An island reversal, as the name suggests, is a reversal pattern that appears at the end of an uptrend or a downtrend. If it appears at the end of an uptrend, it is called a bearish island reversal. And if it appears at the end of a downtrend, it is called a bullish island reversal. An island reversal consists of three stages. In the case of a bearish island reversal, the first stage is the prevailing uptrend. There is a gap that appears during this stage but is unclear as to whether it is an exhaustion gap or a runaway gap. The second stage is the stage of consolidation. During this stage, price broadly moves within a narrow sideways range. The gap that was formed earlier remains unfilled. The third stage is the stage of a reversal in trend. During this stage, a breakaway gap emerges that ends the consolidation. This gap appears at essentially the same area where the earlier gap occurred. At this point in time, it becomes clear the earlier gap was an exhaustion gap and not a runaway gap.

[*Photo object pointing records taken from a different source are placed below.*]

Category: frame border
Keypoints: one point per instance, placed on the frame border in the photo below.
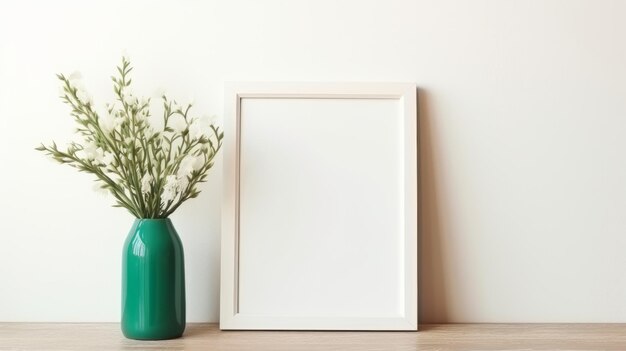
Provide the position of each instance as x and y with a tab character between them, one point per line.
230	318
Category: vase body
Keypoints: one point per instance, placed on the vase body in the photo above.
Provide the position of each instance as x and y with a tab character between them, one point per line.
153	281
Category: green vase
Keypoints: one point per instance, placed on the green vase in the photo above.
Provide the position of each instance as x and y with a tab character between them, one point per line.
153	283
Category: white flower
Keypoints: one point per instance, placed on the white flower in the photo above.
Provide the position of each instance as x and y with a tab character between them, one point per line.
108	158
146	183
111	121
91	152
170	189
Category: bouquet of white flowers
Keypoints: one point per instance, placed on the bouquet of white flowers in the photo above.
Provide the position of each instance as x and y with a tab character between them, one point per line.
151	166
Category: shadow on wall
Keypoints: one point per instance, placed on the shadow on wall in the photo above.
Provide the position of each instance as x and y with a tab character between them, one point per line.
433	296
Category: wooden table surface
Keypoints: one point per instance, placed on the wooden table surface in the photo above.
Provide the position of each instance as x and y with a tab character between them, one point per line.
440	337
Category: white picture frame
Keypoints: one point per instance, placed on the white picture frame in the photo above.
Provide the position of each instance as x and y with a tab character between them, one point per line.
319	223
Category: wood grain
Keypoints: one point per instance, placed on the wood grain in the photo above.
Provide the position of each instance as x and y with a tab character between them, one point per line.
442	337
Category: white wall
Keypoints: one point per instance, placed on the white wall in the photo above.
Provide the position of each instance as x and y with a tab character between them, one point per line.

The consolidation that takes place above the two gaps resembles an island and hence the pattern is called an island reversal. The exact scenario applies to a bullish island reversal, but in the reverse order. The first stage is the prevailing downtrend along with a gap. The second stage is the stage of consolidation during which the earlier gap remains unfilled. The third stage is the stage of a reversal in trend that is accompanied by a breakaway gap.
Notice in each of the above chart, it is not possible to say whether the gap that formed on the left is an exhaustion gap or a runaway gap. Once the breakaway gap appeared on the other side against the prevailing trend, only then could it be confirmed that the earlier gap was an exhaustion gap and not a runaway gap. Notice how each of the two gaps appear at essentially the same levels, thereby making the consolidation appear as an island.

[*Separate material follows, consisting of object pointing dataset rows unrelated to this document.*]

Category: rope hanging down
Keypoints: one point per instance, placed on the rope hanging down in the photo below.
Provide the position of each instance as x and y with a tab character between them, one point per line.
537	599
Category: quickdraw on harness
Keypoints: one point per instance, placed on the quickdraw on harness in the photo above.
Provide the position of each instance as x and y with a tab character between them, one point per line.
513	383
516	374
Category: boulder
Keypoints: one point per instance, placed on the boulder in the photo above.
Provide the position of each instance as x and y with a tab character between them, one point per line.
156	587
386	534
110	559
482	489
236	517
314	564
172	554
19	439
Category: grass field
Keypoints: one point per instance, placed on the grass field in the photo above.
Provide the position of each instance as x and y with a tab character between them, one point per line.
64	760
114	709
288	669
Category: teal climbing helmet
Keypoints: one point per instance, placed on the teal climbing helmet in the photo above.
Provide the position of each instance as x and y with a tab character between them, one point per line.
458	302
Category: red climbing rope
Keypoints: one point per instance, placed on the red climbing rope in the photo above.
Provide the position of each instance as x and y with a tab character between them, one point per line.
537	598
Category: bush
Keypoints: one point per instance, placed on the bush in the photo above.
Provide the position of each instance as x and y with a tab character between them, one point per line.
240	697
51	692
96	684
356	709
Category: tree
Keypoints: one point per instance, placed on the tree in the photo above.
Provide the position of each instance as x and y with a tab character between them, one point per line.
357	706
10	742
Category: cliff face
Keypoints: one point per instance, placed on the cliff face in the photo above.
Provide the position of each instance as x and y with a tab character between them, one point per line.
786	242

Gaps are blank regions on the chart where no trading has taken place.
If current bar low is above previous bar high, it is called an upside gapand is considered bullish. If current bar high is below previous bar low, it is called a downside gap and is considered bearish.

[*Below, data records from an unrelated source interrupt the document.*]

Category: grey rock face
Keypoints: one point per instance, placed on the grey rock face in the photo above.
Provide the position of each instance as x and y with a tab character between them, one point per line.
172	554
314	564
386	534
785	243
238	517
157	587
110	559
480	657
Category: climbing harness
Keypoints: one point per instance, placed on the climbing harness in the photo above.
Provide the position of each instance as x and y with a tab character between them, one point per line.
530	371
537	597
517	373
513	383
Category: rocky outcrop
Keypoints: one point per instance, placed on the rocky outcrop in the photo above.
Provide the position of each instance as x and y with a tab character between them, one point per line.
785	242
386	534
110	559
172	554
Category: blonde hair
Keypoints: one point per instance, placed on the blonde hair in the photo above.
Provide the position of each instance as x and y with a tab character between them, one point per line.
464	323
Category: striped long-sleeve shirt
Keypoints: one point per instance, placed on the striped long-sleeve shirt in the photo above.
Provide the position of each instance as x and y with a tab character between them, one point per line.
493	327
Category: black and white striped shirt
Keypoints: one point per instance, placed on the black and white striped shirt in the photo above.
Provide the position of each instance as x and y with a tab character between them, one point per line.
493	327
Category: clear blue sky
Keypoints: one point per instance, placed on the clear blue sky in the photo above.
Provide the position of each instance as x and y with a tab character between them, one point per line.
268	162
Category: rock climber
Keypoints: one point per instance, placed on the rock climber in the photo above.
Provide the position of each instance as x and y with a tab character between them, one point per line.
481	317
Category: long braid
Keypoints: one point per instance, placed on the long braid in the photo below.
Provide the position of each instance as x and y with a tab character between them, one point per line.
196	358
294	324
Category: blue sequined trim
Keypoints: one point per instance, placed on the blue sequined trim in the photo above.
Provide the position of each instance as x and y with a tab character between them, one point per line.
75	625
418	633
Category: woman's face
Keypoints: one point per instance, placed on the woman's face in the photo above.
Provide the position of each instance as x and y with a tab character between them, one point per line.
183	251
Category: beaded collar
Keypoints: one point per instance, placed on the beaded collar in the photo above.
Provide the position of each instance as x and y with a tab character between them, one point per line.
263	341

A breakaway gap is a gap that occurs when price breaks out of a price pattern, either on the upside or on the downside.
Runaway gaps are those gaps that appear when the price is strongly trending in one direction, up or down. These gaps usually appear somewhere around the middle of the ongoing trend.
Exhaustion gaps are those gaps that appear near the end of a trend, up or down. They represent an overextended market and are usually followed by a reversal in trend.
An island reversal is a reversal pattern that appears at the end of an uptrend or a downtrend. It comprises of three stages: the first stage is trend continuation stage during which an exhaustion gap is formed, the second stage is the consolidation stage during which the earlier gap remains unfilled, and the third stage is the reversal stage during which a breakaway gap if formed.